One particular scene that Stark struggled with was near the end. At one point, a large Plexiglas wall comes down between Violetta and Alfredo onstage to symbolize their separation. Alfredo sings through this wall to Violetta, but because he couldn’t hear the actress on the other side, it caused some difficulties.
“It’s all about finding that inner connection and personal point of reference that you can use to fuel the acting,” Stark said. “I’m still working toward it, but it’s a little more self-reliant because you can’t immediately interact with someone.”
He was forced to work even harder in order to make his character believable in this scene.
Stark participated in musicals his senior year of high school and worked as a pianist for a few other musicals. It wasn’t until his undergraduate work at Mansfield University that he became interested in opera from his vocal teacher.
“I always thought opera was just a bunch of fat ladies gurgling,” Stark said. “Through learning to sing and really careful guidance, I became really interested in it. Now, it’s a very large part of my life.”
From his experience with musical theater, Stark can see a few differences with opera.
“One of the most immediate differences is that the singers don’t use microphones,” he said. “It’s the singer against the orchestra.”
“La Traviata” is different from other operas.
“It’s one of those pieces that’s so immediate for the audience,” Buchman said. “It touches you very deeply. It has its own unique quality in the way it does that.”
New stage elements occur during the first few minutes of the opera.
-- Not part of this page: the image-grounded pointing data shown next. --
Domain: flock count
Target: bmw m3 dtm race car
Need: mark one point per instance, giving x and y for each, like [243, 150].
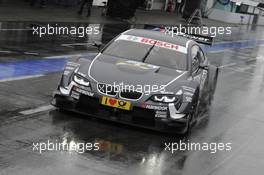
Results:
[143, 78]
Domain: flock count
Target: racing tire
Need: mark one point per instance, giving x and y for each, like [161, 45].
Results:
[192, 115]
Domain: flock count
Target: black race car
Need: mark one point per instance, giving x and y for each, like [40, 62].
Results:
[143, 78]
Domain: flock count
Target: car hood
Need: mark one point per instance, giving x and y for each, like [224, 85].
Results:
[108, 69]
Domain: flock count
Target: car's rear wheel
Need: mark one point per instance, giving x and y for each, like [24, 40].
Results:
[192, 115]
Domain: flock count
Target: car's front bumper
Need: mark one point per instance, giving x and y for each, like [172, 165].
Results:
[140, 117]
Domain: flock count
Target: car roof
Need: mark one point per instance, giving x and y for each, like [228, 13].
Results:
[156, 35]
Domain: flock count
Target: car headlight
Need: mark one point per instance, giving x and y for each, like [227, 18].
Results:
[81, 80]
[167, 98]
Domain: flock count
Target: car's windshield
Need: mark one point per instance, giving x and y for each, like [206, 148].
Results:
[156, 55]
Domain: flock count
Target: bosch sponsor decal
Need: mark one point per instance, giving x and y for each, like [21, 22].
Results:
[155, 107]
[82, 91]
[161, 114]
[137, 64]
[157, 43]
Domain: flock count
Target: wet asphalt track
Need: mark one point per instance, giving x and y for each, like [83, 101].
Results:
[236, 116]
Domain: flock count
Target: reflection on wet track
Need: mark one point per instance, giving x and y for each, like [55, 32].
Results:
[235, 116]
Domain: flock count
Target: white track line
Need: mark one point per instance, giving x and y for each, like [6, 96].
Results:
[37, 110]
[20, 78]
[227, 65]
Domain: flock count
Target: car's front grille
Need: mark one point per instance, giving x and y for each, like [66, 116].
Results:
[131, 95]
[107, 89]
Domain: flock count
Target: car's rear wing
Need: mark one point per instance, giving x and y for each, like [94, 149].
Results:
[198, 38]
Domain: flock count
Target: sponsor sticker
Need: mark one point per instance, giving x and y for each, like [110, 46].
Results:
[157, 43]
[82, 91]
[158, 108]
[161, 114]
[115, 103]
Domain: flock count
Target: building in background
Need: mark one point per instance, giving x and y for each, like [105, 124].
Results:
[235, 11]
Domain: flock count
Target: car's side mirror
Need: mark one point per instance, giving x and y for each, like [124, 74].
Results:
[204, 67]
[97, 44]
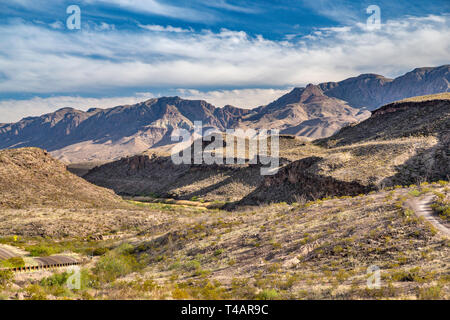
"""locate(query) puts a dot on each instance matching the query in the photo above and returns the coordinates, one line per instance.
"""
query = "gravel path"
(422, 207)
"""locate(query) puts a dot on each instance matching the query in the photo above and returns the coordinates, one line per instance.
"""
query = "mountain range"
(314, 111)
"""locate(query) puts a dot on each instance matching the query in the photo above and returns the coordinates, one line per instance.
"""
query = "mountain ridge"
(315, 111)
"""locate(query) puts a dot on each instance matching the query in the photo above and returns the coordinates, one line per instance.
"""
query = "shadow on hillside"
(430, 164)
(297, 182)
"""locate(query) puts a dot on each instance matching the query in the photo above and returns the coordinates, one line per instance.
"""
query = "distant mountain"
(104, 134)
(304, 112)
(315, 111)
(373, 91)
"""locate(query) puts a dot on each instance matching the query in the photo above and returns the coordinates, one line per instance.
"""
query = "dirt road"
(422, 207)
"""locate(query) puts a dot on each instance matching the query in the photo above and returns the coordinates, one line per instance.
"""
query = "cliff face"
(315, 111)
(373, 91)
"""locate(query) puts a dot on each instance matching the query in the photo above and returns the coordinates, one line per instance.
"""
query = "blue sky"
(244, 53)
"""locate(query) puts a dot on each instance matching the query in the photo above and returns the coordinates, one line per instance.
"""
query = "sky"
(244, 53)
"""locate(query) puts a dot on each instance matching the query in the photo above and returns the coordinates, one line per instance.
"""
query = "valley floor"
(323, 249)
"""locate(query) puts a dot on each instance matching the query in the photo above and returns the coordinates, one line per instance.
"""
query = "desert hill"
(304, 112)
(30, 177)
(402, 143)
(373, 91)
(315, 111)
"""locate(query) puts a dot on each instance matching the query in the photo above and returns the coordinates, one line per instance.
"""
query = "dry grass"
(309, 250)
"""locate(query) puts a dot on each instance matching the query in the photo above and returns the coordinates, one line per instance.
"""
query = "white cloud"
(158, 28)
(37, 59)
(14, 110)
(242, 98)
(156, 8)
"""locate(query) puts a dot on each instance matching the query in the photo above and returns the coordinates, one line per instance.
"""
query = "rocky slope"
(373, 91)
(29, 177)
(304, 112)
(315, 111)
Traditionally, the set opens with a 19th century Parisian parlor with rich fabrics, a fireplace and other period décor.
“We let that go and created a world that was influenced by symbols,” Buchman said. “We created an atmosphere instead of literal structure and detail.”
The production is new because of the poetic approach the director and designers took with the original play.
“It stays true to the text, but allows us to create a world that the audience will get a new experience out of even if they’ve seen it 10 times,” Buchman said.
With a new production, it’s all about seeing the day-to-day changes and eventually seeing it all come together, Buchman said.
“Live theater is something we don’t get a lot of anymore,” Stark said. “In an opera that you’re watching live, anything can happen. I think you would get an entirely more moving experience coming to a live show than you would doing anything else.”